Alibaba keeps losing ground
Alibaba Group Holding was down another 6%, continuing a decline that has lopped about 17% off the Chinese company's stock price just since late September. Analysts at Barclays were among several who reduced their price target on Alibaba shares, lowering theirs by $15 to $210, arguing that the tough macroeconomic conditions in China warrant more caution from investors. Alibaba has worked hard to innovate in order to stay ahead of its many competitors in the Chinese e-commerce and internet industries, but its spending has threatened its ability to keep profit margin levels as high as in the past. In the long run, Alibaba has plenty of potential, but China will have to work through a tough patch first before investors share in its long-term success.

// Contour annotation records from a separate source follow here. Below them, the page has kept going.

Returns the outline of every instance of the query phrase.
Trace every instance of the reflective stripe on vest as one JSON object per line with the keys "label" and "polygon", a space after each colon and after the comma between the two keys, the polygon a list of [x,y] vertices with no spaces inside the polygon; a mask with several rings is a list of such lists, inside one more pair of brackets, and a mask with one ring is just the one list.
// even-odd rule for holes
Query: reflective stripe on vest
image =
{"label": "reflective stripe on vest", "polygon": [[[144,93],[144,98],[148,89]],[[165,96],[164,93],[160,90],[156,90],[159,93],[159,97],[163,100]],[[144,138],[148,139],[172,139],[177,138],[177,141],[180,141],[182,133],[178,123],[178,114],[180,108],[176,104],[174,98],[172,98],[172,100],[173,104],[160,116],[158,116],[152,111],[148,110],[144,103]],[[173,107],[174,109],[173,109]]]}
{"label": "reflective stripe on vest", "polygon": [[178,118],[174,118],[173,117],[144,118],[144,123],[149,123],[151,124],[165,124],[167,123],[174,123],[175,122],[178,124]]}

Things get cloudier for Cloudera
Finally, shares of Cloudera dropped 11%. The cloud-computing specialist has seen impressive gains in the wake of its decision to merge with peer Hortonworks, giving the two companies the potential to boost their scale in a rapidly growing and highly competitive industry. But cloud computing has been one of the most lucrative segments of the tech sector, and with the stock market reversing course, investors are concerned that assessments of the potential of high-growth stocks could prove to have been overly optimistic. Most investors still have strong expectations for the post-merger Cloudera, but market volatility could pose a threat to further share-price advances in the near term.